The reality that transgender and nonbinary youth face elevated levels of stress, discrimination, anxiety, bullying, and negative mental health outcomes like suicidal ideation and suicide are well documented.
Recently, The Trevor Project released its 2022 National Survey on LGBTQ Youth Mental Health. Among the findings, the nonprofit reports that nearly 1 in 5 transgender and nonbinary youth attempted suicide in the past year.
Turban and Olson both believe that more research like the Princeton study that aims to paint a comprehensive picture of trans youth and their gender identities can play a big role in creating an environment that is more understanding of — and empathetic toward — these young people.
Jonah DeChants, PhD, research scientist for The Trevor Project, told Healthline that the 2022 national survey findings “support what we have seen previously in our research. When transgender and nonbinary young people feel supported and affirmed in their identities by those around them, their risk of attempting suicide can significantly decrease.”
“LGBTQ youth who felt high social support from their family reported attempting suicide at less than half the rate of those who felt low or moderate social support,” added DeChants, who was not part of the Princeton study. “It’s also important to note that this study found transgender and nonbinary youth, who already report the highest rates of anxiety and depression symptoms, said that they were worried about anti-transgender legislation.”
He cited that 93 percent reported they have worries about trans people being denied access to gender-affirming medical care.
“We urge lawmakers to focus on advancing policies that protect these young people, not work to further restrict their rights,” he said.
The Trevor Project survey also revealed that fewer than 1 in 3 transgender and nonbinary youth found their home to be gender-affirming.
DeChants explained it’s important all parents and families treat these young people “with dignity and respect.” The reason is simple: “affirming them for who they are can be life-saving,” he said.
“In many cases, doing so does not require much effort.
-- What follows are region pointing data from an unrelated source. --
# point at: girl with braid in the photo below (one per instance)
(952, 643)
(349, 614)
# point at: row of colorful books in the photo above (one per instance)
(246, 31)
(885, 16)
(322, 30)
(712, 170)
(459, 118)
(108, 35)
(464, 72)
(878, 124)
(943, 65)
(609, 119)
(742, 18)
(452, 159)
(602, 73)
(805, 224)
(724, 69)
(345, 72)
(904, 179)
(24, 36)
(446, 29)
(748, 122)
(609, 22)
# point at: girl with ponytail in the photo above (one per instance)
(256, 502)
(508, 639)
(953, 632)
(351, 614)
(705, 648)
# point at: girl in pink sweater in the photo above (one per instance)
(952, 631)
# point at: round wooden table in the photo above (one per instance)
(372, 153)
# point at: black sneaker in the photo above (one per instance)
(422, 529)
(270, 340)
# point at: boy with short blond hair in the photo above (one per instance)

The most common supportive actions taken by parents or caregivers — according to the youth who responded to our survey — included being welcoming to their LGBTQ friends or partners, talking with them respectfully about their LGBTQ identity, using their names and pronouns correctly, supporting their gender expression, and educating themselves about LGBTQ people and issues,” DeChants added.
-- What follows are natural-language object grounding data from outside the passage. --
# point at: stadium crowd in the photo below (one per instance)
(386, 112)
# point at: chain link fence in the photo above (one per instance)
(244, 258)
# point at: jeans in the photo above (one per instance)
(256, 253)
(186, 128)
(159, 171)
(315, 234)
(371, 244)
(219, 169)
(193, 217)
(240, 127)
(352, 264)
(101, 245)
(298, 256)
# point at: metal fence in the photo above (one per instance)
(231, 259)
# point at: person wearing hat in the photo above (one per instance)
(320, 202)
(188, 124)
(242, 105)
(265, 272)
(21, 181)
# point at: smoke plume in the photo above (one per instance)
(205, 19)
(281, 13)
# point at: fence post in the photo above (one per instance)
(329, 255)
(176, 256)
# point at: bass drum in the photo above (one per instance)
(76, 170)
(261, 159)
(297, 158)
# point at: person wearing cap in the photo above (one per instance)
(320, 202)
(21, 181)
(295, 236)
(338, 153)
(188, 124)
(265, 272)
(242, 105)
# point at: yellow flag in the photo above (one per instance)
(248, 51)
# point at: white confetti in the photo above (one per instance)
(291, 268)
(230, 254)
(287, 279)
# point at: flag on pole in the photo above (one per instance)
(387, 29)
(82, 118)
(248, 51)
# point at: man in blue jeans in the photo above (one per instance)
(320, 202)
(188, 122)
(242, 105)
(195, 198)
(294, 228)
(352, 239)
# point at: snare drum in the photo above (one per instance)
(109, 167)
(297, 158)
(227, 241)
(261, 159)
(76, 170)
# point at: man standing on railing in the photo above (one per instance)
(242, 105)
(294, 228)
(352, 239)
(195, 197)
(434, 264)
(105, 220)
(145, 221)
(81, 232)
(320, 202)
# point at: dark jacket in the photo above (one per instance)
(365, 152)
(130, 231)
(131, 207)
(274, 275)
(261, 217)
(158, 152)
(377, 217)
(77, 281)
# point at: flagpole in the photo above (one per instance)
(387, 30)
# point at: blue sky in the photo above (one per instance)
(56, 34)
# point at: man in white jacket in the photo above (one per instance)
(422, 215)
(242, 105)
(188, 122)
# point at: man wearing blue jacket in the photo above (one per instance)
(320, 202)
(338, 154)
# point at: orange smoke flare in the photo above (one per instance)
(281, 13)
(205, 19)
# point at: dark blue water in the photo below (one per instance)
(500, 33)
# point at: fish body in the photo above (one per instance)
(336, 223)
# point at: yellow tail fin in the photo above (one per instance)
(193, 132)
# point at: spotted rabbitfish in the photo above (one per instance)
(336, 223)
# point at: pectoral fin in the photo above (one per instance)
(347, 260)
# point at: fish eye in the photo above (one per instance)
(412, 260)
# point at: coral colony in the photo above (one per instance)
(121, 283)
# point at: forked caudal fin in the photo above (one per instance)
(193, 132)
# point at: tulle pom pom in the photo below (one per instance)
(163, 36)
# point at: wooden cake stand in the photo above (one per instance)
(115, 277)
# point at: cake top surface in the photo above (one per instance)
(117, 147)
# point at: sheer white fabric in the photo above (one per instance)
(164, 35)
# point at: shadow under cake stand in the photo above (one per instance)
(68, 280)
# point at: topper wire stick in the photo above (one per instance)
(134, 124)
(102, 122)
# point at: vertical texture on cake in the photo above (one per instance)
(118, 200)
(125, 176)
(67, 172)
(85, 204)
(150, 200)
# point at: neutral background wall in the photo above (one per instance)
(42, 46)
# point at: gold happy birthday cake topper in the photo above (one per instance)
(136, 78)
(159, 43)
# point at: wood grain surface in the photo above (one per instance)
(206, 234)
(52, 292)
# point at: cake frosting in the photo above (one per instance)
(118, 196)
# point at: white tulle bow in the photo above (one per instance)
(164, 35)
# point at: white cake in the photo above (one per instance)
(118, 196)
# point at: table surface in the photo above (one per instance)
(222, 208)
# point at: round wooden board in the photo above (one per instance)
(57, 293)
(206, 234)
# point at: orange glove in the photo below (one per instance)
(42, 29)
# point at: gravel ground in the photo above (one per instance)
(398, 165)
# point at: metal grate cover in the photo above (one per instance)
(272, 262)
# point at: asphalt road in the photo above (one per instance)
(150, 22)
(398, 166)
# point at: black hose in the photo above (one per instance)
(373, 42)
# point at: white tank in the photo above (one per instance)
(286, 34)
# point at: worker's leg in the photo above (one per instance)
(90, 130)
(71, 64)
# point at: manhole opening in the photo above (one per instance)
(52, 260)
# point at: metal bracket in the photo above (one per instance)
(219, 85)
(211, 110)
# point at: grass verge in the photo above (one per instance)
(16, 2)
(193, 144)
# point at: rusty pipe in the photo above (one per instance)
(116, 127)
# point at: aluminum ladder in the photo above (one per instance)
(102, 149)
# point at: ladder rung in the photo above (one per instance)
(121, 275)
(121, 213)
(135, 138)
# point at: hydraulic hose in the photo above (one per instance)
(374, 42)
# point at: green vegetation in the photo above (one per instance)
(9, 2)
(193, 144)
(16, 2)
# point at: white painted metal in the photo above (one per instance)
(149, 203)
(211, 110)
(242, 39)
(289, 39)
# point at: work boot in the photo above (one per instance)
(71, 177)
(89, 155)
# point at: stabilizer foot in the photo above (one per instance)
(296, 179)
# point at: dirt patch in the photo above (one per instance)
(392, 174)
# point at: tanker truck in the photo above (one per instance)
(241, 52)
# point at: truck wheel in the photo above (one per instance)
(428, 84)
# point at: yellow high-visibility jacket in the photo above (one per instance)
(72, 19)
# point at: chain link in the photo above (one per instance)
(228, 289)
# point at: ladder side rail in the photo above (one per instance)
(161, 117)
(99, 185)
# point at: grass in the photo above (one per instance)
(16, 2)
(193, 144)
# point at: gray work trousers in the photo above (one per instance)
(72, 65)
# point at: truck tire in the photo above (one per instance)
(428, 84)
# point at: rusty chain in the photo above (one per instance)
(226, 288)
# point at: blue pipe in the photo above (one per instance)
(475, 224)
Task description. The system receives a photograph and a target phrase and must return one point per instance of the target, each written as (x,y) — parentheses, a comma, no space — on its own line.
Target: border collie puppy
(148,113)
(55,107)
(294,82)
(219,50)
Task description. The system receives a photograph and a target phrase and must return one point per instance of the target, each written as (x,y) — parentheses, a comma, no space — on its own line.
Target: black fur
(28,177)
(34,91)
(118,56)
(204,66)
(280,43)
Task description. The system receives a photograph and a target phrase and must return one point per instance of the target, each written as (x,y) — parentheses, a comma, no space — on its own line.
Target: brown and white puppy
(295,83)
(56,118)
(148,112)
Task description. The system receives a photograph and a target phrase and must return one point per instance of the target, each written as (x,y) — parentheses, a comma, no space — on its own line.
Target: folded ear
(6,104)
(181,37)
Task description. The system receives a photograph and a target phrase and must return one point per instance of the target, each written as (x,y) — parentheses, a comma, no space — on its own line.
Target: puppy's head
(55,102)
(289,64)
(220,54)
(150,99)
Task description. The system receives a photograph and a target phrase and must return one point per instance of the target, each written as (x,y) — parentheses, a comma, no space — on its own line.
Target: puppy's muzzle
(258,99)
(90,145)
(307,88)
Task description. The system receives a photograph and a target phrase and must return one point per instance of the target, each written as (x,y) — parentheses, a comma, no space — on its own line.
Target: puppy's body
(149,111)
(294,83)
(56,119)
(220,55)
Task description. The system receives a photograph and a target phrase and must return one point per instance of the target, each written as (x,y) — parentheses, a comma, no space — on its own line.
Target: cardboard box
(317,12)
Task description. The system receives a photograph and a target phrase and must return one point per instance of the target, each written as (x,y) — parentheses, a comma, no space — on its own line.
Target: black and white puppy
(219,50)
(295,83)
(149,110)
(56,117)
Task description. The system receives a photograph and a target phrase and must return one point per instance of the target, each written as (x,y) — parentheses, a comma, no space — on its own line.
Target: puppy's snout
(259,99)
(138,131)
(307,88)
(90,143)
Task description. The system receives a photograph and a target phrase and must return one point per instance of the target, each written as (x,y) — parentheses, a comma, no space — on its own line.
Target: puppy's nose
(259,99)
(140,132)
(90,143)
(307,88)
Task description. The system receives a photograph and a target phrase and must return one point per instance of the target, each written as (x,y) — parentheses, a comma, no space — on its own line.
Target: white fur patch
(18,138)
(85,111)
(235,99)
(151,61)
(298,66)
For her part, Olson said she and her research team are currently working on a new paper that explores the experience of retransitioning amongst those in the study cohort. Additionally, they are planning to continue to follow this cohort “as they move into adolescence to understand the unique challenges and opportunities that those years present to the youth in our study.”
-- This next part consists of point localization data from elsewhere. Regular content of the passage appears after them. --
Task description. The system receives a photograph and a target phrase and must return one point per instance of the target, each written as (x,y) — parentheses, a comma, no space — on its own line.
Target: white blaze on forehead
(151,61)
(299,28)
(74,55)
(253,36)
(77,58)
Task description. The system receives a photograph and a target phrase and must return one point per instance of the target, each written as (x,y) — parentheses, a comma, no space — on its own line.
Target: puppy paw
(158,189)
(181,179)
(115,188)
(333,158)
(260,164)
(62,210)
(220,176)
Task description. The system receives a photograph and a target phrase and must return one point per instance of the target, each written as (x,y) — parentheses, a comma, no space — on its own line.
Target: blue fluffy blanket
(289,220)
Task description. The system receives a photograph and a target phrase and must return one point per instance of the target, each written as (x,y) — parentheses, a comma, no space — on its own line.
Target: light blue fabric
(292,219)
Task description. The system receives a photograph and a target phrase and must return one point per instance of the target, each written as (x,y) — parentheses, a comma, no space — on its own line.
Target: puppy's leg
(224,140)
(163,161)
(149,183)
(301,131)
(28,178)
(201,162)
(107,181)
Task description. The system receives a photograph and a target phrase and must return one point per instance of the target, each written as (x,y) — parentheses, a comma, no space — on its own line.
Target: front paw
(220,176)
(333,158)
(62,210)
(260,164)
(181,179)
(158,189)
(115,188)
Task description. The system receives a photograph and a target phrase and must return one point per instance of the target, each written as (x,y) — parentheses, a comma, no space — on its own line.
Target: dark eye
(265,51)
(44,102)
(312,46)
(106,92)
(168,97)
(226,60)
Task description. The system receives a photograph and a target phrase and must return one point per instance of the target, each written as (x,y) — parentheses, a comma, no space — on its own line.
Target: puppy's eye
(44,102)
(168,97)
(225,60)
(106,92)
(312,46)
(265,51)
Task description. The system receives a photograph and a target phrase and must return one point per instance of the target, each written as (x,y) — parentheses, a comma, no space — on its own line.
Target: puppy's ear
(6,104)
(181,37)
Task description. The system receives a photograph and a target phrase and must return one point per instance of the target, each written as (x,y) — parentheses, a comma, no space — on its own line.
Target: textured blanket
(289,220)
“We are eager to understand how their gender identities and well-being unfold as they move through adolescence and into adulthood,” she added.
Any efforts to better understand and depict the varied realities of how young people — especially those who are transgender and nonbinary — approach, embrace, and evolve in their gender identities is crucial.
Turban said it’s necessary that this push to greater understanding extends outside of research to people’s homes.
“At the end of the day, the most important thing is that parents love and support their children. For children who want to explore their gender identity through new names, pronouns, or dress, we generally recommend allowing them to explore this freely, while working to make sure they’re in an environment where that exploration will be safe,” Turban added.
“Refusing to allow a child to undergo a social transition risks instilling shame in the child, which can drive anxiety, depression, and relationship difficulties within the family.”